حزب التحرير
Hizb-ut Tahrir
Ürdün Vilâyeti
Medya Bürosu
No: RD–BA–2018–MB–TR–33 |
H. 1 Rabi-ul Evve 1440 M. Cuma, 09 Kasım 2018 |
Ürdün Rejimi Sadece Doğalgaz Anlaşmasını Değil Yahudi Varlığı İle Yapılan Bütün Anlaşmaları İptal Edip İlişkileri Kesmelidir
Müslüman ülkelerdeki rejimler, gaspçı düşman Yahudi varlığı ile ilişkilerde normalleşme seyrine gitseler de sıcak ve samimi ilişkiler kursalar da savaş halini sona erdiren anlaşmalar yapsalar da Müslümanlar ile bu aşağılık yaratık arasındaki düşmanlık ruhu devam ediyor. Halk her fırsatta Yahudi varlığının Filistin veya Ürdün halkına yönelik devam eden saldırılarına, işgalci düşman ile imzalanan zillet anlaşmalarına, rejimin sergilediği bağımlılık ve uşaklığa karşı gösteri ve etkinlikler düzenliyor. El Bakura ve El Gamr arazilerinin kiralanması ve imzalanan doğalgaz anlaşmasına karşı kitlesel protestolar yapıyor. Bütün bunlar, Ürdün rejimi ile ümmet arasında kopukluk ve ayrışmanın olduğunun delilidir. Ayrıca düşman ile imzalanan anlaşma uyarınca doğalgaz boru hattının topraklarından geçişine izin vermeyen ümmetin evlatlarında var olan iyiliğin kanıtıdır...

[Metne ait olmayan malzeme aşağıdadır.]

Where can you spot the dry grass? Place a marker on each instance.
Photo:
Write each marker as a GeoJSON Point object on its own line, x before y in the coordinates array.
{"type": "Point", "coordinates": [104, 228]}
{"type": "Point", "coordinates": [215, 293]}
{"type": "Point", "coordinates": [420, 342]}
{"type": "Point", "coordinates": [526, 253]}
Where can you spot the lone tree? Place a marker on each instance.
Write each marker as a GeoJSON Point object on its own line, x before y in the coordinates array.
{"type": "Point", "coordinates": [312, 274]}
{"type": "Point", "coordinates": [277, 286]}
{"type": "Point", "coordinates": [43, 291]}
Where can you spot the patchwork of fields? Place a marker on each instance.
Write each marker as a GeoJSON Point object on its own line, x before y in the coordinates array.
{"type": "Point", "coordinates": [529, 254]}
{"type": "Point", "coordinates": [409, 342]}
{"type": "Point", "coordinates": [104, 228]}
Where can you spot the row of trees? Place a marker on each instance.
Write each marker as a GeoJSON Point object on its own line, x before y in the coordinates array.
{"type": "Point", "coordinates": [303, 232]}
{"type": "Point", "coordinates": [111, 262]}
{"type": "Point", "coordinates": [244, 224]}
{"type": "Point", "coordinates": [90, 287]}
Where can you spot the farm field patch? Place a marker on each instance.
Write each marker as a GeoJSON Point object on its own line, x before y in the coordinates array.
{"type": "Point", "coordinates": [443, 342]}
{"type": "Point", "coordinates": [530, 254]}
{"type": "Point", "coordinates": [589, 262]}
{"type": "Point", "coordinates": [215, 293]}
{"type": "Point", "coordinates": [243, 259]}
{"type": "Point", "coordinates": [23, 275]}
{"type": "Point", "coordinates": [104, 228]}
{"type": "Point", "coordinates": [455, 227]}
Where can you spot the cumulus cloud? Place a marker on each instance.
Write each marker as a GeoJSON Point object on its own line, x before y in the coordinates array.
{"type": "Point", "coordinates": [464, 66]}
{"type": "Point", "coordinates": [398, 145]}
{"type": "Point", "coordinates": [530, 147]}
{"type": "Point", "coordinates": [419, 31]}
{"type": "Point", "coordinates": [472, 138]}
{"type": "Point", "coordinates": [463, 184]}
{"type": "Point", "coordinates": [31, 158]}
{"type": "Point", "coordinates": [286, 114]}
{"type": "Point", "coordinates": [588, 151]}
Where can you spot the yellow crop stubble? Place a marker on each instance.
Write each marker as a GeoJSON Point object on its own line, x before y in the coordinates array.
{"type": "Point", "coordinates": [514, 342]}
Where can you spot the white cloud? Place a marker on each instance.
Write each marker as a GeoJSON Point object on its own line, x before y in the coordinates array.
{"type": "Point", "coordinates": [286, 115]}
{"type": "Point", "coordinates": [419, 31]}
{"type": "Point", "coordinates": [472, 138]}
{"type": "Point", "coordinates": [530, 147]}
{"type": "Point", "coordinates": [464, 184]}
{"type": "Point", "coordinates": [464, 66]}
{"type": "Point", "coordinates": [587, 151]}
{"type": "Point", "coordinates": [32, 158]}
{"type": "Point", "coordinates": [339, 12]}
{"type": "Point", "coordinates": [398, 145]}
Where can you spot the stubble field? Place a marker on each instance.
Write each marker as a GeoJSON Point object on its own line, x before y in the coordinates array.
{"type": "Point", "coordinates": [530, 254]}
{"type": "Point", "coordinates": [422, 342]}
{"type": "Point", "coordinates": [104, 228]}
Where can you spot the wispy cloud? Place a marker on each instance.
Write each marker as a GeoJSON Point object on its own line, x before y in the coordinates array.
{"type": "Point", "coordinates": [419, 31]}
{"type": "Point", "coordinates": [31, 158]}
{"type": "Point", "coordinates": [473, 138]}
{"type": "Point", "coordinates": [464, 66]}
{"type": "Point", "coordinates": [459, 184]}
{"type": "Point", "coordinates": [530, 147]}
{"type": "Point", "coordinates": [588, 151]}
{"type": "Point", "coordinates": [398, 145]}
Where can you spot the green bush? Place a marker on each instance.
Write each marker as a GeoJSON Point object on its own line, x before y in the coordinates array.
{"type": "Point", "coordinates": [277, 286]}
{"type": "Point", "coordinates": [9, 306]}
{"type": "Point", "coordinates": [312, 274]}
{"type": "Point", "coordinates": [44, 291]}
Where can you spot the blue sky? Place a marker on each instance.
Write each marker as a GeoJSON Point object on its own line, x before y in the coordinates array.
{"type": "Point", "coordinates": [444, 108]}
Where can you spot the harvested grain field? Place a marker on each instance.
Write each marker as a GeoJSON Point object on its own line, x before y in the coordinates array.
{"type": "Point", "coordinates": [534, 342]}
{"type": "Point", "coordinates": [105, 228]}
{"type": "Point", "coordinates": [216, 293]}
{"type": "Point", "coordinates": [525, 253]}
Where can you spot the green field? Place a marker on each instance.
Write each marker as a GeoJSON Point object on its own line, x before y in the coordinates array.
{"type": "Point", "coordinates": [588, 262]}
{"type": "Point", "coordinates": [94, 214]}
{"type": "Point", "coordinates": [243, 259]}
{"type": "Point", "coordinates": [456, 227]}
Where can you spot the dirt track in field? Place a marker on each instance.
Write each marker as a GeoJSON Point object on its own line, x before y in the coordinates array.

Ürdün rejiminin, Yahudi varlığı ile Vadi Araba’da utanç ve zillet anlaşması imzalaması, diğer pek çok anlaşmaya kapı araladı. Bahreyn Kanalı, serbest bölge ve demiryolu anlaşmaları gibi güvenlik ve ekonomik düzeyde anlaşmalar imzalandı. Ürdün halkının karşı çıkmasına rağmen imzalanan doğalgaz anlaşmasını unutmuş değiliz. Bütün bu anlaşmalar, Vadi Araba ürünüdür. Hükümet sözcüsü Cemane Ganimat, sözcülük görevine atanmadan önce 9 Kasım 2014’te yazdığı bir makalede şöyle demişti: “Hükümet unutuyor, işgalci varlık, Vadi Araba başta olmak üzere doğalgazdan çok daha önemli olan önceki pek çok anlaşmalara bağlı kalmamıştır. Sözünde durmayan, anlaşmalara saygı göstermeyen “İsrail”in, Ürdün ekonomisini stratejik olarak düşmana bağlayan doğalgaz anlaşmasına bağlı kalacağını kim garanti edebilir ki?”Peki ne değişti? Hükümet sözcülüğüne geldikten sonra yoksa hükümet sözcüsünün görüşü mü değişti?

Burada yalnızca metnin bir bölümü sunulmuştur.